Brvty

March 28, 2014

Brvty

Within the context of naming conventions, the Go “Style Guide” Code Review Comments document reveals this succinct postulate:

Familiarity admits brevity.

That convenient little sound-bite is at the heart of the philosophy shared by the creators of the Go programming language. As a result, it has been applied very liberally in the naming conventions adopted by the Go community at large.

Familiarity admits brevity.

Of those three words, I like two of them just fine, but one of them concerns me. I like “familiarity;” it’s a nice, comfortable word. “Brevity” is wonderful to contemplate because of how many things would be improved if only this word applied to them. But “admits”—well, that one isn’t so bad, I guess. What I’m uncomfortable with is the way this little word seems to glue the other two together without any qualifications whatsoever. In order to clarify my discomfort, I offer some pithy variations that all include those two “nice” words more accurately.

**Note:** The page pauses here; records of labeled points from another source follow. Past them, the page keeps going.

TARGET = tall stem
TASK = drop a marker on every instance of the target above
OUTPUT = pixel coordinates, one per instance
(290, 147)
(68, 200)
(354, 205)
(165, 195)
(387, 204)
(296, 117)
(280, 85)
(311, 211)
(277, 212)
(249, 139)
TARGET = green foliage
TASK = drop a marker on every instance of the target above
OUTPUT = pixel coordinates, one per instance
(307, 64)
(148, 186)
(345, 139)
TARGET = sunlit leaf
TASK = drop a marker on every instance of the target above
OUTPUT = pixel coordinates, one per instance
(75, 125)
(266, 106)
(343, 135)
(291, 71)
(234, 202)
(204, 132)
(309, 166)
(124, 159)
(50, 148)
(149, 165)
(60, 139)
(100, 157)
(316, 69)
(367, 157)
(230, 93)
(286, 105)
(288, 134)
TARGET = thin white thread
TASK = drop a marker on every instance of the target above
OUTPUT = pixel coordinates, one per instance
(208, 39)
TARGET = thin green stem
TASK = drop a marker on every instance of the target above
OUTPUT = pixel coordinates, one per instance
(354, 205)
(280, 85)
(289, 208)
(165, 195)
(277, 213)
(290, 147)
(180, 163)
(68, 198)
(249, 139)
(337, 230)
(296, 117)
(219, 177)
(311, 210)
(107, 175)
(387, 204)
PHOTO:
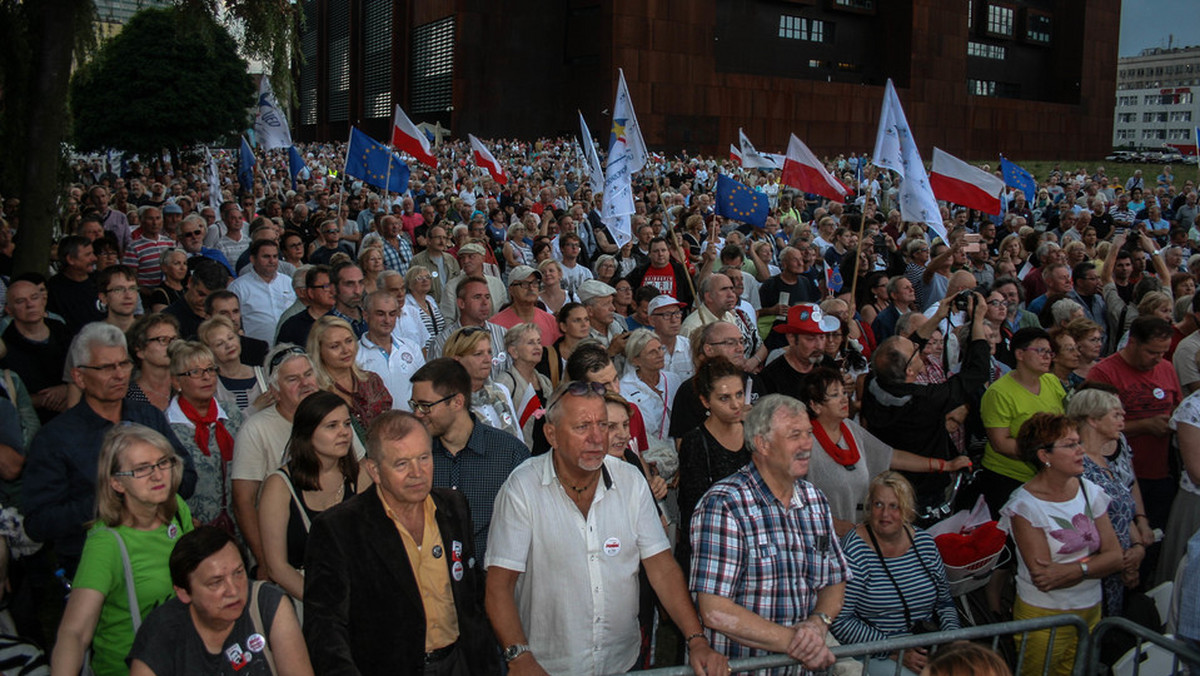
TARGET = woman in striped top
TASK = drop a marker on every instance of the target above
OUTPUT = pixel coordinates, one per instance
(886, 555)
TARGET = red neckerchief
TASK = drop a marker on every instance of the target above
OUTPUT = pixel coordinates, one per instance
(847, 456)
(225, 441)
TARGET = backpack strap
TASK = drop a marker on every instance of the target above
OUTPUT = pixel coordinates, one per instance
(256, 618)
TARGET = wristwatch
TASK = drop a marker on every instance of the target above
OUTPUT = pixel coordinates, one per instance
(515, 651)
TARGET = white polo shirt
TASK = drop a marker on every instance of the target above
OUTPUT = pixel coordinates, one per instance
(577, 590)
(394, 368)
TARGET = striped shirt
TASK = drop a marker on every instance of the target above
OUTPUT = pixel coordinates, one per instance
(145, 256)
(768, 557)
(873, 610)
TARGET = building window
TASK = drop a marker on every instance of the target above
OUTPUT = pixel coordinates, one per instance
(1000, 21)
(987, 51)
(432, 67)
(377, 59)
(799, 28)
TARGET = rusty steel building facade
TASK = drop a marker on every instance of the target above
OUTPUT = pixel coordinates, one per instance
(1030, 78)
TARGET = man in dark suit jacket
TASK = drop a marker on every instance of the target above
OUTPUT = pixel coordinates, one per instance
(366, 610)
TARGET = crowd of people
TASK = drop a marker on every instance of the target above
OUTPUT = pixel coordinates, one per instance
(315, 428)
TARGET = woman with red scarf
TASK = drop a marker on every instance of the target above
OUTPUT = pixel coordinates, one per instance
(207, 431)
(846, 456)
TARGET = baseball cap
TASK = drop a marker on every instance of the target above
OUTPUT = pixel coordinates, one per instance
(661, 300)
(594, 288)
(808, 318)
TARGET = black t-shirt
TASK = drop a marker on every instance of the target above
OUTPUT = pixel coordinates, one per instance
(168, 644)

The common thread here is that familiarity can lead to a kind of selfish or reckless brevity, rather than selfless and deliberate clarity. With that in mind, read the original postulate again:

Familiarity admits brevity.

That statement just feels wrong to me, as if someone needed a good excuse to justify cutting corners and that statement proved clever-sounding enough to do the trick. Is brevity the end-all when writing a program? Of course not. Aside from correct functionality, the next most important objective is clarity of expression. This may sound strange, but “code” is a misnomer for what we create. After all, what is code really? A series of instructions intended for:

  1. A machine (compiler), which only cares about exact syntax and valid operations.
  2. Other programmers, who instinctively only care about concepts.

So our job as programmers is to satisfy both machines and humans with our code. If we are successful, the machine will execute the instructions to produce the expected results and humans who come later to read the code will understand why those results are correct (or incorrect). A programmer shouldn’t need to “decipher” the “code”, just to understand it. In the spirit of that statement, the word code has been emphasized throughout this article to remind you that we are really referring to well-written instructions, not a ciphertext that requires a key (familiarity) to decrypt.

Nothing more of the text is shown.